Major European oil companies need Brent prices of $50-60 a barrel for cash flow to break even in 2017, according to Fitch Ratings' analysis. 

This represents significant progress from the period of high oil prices, when majors struggled to balance cash flows at $100 per barrel, but may still not be sufficient to maintain credit quality if oil falls from the current level, Reuters reported.

According to Fitch's preliminary data, Royal Dutch Shell (AA-/Negative), Total (AA-/Negative) and BP (A/Stable) should all be able to cover their capital expenditure and cash dividends from operational cash flows if oil averages $50-60 per barrel in 2017, with Total at the lower and BP at the higher end of the price range. 

Depending on actual prices, major oil companies may continue to report negative cash flows in 2017, but aggressive cuts on spending are expected to put them in a safer position.

The actions taken by European majors should be enough provided the recent oil recovery does not prove short-lived. 

Oil prices have recovered by around 20% since members of the Organization of Petroleum Exporting Countries and some producers outside the bloc agreed on cutting crude supplies by 1.8 million barrels a day in the first half of this year. Brent was trading at $56 a barrel on Monday.
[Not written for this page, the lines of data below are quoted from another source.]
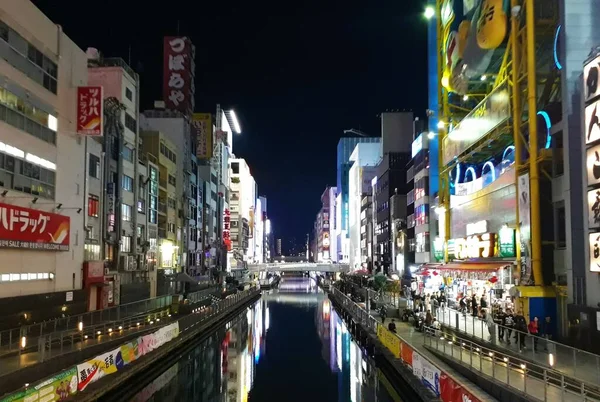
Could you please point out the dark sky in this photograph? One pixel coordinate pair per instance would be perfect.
(297, 74)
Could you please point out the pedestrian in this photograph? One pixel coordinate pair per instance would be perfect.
(521, 330)
(499, 319)
(534, 331)
(474, 305)
(547, 332)
(509, 323)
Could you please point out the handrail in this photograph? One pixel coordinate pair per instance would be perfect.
(571, 361)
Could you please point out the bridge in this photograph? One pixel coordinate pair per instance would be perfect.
(299, 266)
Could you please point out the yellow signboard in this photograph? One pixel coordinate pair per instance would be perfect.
(202, 130)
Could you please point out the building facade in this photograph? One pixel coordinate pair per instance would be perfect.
(41, 165)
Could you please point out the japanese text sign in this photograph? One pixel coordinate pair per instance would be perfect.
(33, 229)
(178, 80)
(202, 130)
(89, 110)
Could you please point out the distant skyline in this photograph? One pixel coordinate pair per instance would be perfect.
(297, 75)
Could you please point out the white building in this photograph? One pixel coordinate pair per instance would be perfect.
(365, 158)
(41, 158)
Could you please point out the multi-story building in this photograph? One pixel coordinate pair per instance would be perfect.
(242, 206)
(345, 148)
(161, 154)
(125, 175)
(364, 158)
(366, 230)
(41, 160)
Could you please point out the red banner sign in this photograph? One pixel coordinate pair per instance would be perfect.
(33, 229)
(178, 80)
(89, 110)
(226, 229)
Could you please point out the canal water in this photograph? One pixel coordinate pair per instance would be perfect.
(291, 345)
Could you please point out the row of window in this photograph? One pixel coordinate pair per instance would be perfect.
(37, 276)
(28, 59)
(26, 177)
(168, 153)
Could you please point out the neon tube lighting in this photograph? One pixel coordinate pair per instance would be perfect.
(556, 35)
(548, 127)
(492, 169)
(511, 148)
(473, 173)
(236, 124)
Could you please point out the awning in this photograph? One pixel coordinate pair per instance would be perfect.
(476, 266)
(464, 266)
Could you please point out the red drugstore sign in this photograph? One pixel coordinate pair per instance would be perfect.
(89, 110)
(33, 229)
(226, 228)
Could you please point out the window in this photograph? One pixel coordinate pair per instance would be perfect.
(127, 183)
(23, 115)
(93, 205)
(558, 167)
(127, 153)
(130, 122)
(94, 166)
(28, 59)
(126, 212)
(126, 244)
(560, 235)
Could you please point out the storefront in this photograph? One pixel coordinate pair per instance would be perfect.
(482, 263)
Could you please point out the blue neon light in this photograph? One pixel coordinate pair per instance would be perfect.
(548, 127)
(556, 62)
(473, 173)
(491, 166)
(511, 148)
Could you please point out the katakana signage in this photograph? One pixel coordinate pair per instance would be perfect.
(33, 229)
(89, 111)
(178, 81)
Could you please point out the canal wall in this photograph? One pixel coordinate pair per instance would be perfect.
(405, 359)
(401, 376)
(90, 379)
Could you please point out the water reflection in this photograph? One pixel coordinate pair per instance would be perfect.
(291, 346)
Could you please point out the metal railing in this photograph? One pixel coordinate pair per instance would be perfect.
(540, 382)
(570, 361)
(536, 381)
(21, 340)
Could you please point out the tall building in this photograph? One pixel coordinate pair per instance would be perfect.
(345, 148)
(125, 173)
(242, 204)
(364, 158)
(41, 168)
(325, 249)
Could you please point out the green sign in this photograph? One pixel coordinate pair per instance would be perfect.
(507, 245)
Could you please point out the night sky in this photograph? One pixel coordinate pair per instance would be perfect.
(297, 74)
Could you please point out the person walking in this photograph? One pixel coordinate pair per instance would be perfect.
(509, 323)
(533, 328)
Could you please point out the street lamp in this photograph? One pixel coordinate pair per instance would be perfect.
(429, 12)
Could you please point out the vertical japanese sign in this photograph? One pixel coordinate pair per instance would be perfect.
(33, 229)
(525, 228)
(178, 80)
(89, 110)
(226, 229)
(202, 129)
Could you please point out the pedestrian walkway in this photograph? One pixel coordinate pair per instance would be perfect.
(570, 361)
(536, 382)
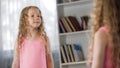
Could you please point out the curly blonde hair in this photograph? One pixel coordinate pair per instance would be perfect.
(107, 12)
(23, 30)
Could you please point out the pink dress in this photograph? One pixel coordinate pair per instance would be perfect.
(108, 55)
(33, 54)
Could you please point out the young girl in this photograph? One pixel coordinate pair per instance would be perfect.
(105, 45)
(33, 47)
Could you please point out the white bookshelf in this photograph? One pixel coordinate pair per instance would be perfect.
(72, 33)
(74, 63)
(74, 2)
(75, 8)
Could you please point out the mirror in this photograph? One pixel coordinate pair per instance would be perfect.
(10, 14)
(74, 34)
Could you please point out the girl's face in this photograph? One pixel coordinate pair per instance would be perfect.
(34, 18)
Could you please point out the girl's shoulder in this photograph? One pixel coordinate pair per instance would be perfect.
(104, 28)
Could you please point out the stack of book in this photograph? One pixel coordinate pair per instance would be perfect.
(71, 53)
(71, 24)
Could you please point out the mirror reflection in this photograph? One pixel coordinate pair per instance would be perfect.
(26, 27)
(98, 46)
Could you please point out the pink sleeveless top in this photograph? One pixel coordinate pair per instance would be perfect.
(33, 54)
(108, 55)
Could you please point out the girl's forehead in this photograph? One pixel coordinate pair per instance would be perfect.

However, in a $40-45-per-barrel scenario, further measures, such as dividend cuts and further capex reductions, might be needed if oil majors are to defend their credit quality.
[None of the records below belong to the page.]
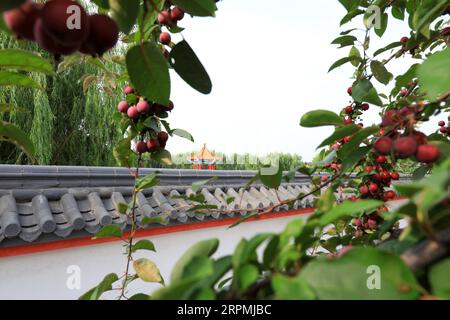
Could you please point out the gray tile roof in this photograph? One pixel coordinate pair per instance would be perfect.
(46, 203)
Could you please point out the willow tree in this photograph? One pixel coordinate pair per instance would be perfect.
(66, 120)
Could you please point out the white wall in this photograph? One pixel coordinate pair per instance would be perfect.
(44, 275)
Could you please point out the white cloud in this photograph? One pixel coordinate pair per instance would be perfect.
(268, 61)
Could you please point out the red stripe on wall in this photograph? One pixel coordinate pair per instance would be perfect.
(88, 241)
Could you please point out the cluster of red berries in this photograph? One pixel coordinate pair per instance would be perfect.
(63, 27)
(169, 18)
(143, 109)
(368, 223)
(444, 128)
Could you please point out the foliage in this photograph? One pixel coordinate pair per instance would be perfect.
(354, 249)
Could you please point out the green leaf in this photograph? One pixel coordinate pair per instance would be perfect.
(388, 47)
(8, 78)
(384, 18)
(125, 13)
(354, 52)
(246, 275)
(183, 134)
(122, 208)
(355, 141)
(143, 245)
(420, 172)
(350, 5)
(24, 60)
(287, 288)
(318, 118)
(186, 63)
(199, 8)
(364, 91)
(343, 41)
(147, 270)
(380, 72)
(403, 80)
(340, 62)
(163, 156)
(354, 157)
(439, 279)
(339, 133)
(198, 185)
(203, 248)
(123, 154)
(13, 134)
(106, 285)
(10, 4)
(349, 208)
(112, 230)
(355, 275)
(149, 72)
(139, 296)
(434, 75)
(147, 182)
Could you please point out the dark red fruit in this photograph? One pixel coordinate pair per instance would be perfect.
(170, 106)
(383, 145)
(358, 222)
(364, 190)
(141, 147)
(65, 21)
(385, 176)
(348, 109)
(389, 118)
(21, 20)
(420, 137)
(381, 159)
(48, 43)
(162, 138)
(405, 147)
(390, 194)
(373, 187)
(103, 35)
(153, 145)
(395, 176)
(427, 153)
(176, 14)
(143, 106)
(164, 18)
(406, 111)
(349, 91)
(445, 32)
(128, 90)
(372, 224)
(133, 113)
(123, 106)
(165, 38)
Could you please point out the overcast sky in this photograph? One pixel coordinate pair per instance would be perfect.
(268, 60)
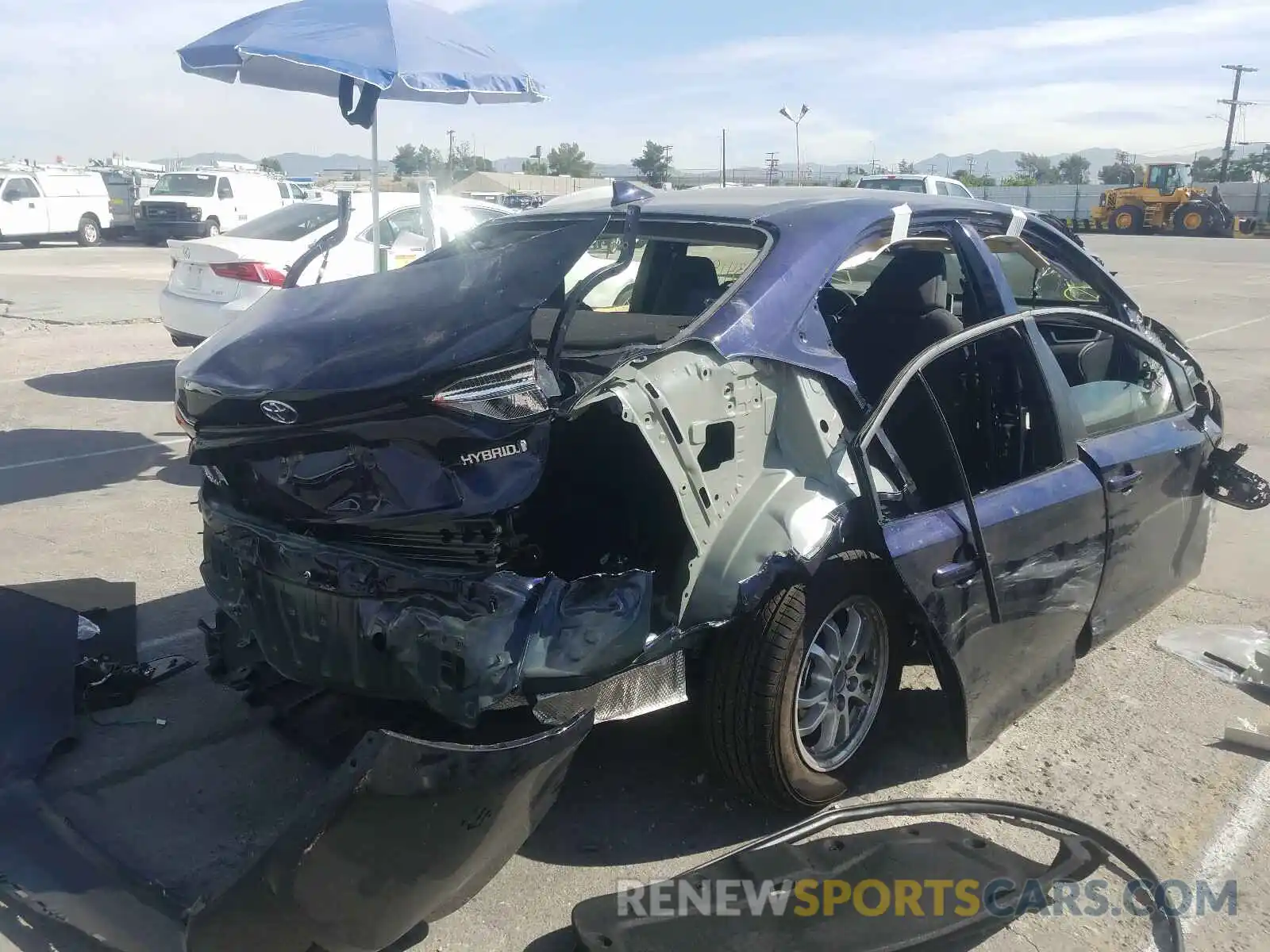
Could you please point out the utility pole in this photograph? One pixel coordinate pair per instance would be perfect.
(1233, 102)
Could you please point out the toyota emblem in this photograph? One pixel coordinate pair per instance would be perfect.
(279, 412)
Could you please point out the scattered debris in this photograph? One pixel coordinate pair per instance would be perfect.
(1237, 654)
(1250, 735)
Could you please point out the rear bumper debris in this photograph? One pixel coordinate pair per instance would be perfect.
(461, 643)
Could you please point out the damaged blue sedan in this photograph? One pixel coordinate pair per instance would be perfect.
(818, 437)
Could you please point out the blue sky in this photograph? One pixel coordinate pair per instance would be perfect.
(899, 80)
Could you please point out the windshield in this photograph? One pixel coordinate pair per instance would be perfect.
(895, 184)
(289, 224)
(184, 183)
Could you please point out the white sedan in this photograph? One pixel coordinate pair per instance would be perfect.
(215, 279)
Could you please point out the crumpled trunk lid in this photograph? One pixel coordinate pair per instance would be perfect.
(318, 404)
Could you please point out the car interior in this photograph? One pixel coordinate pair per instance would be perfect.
(990, 393)
(679, 274)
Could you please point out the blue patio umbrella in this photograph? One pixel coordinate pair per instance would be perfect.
(387, 48)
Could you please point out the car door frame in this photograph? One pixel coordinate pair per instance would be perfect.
(1187, 559)
(990, 701)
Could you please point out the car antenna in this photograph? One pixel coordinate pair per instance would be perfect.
(587, 285)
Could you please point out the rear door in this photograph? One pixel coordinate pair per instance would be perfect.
(1140, 436)
(1003, 545)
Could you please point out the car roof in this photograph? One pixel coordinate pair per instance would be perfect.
(785, 203)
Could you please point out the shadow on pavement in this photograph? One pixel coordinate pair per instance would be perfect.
(639, 791)
(145, 381)
(41, 463)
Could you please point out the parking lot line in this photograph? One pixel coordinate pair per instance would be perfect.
(1222, 330)
(89, 456)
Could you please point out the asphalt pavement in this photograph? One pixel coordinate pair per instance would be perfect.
(93, 484)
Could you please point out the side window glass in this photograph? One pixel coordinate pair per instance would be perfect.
(1037, 281)
(994, 397)
(1113, 381)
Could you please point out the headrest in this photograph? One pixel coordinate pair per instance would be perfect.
(912, 276)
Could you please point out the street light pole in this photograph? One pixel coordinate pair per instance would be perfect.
(798, 146)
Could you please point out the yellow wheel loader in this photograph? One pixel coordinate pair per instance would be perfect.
(1165, 201)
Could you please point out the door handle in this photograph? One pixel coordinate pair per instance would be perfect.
(954, 574)
(1123, 484)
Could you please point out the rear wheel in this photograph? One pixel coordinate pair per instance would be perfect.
(89, 232)
(1126, 220)
(797, 695)
(1193, 219)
The actions of some US companies show that this is possible. ConocoPhillips (A-/Negative), which unlike European majors has no downstream operations to support its cash flows, has a break-even price below $50 per barrel. 

ConocoPhillips slashed capex by around 70% compared to the 2014 level, and cut dividends by around 60%. 

The report said that massive asset disposal programs should help the European oil giants reduce their net debt, which increased due to the 2015-16 cash-flow deficits. 

Disposals are particularly important for Shell after its BG acquisition. The company's ambitious $30 billion disposal target now seems feasible following the announcement of a further $5 billion in assets sales and another $5 billion under negotiation, on top of $4.7 billion received in 2016.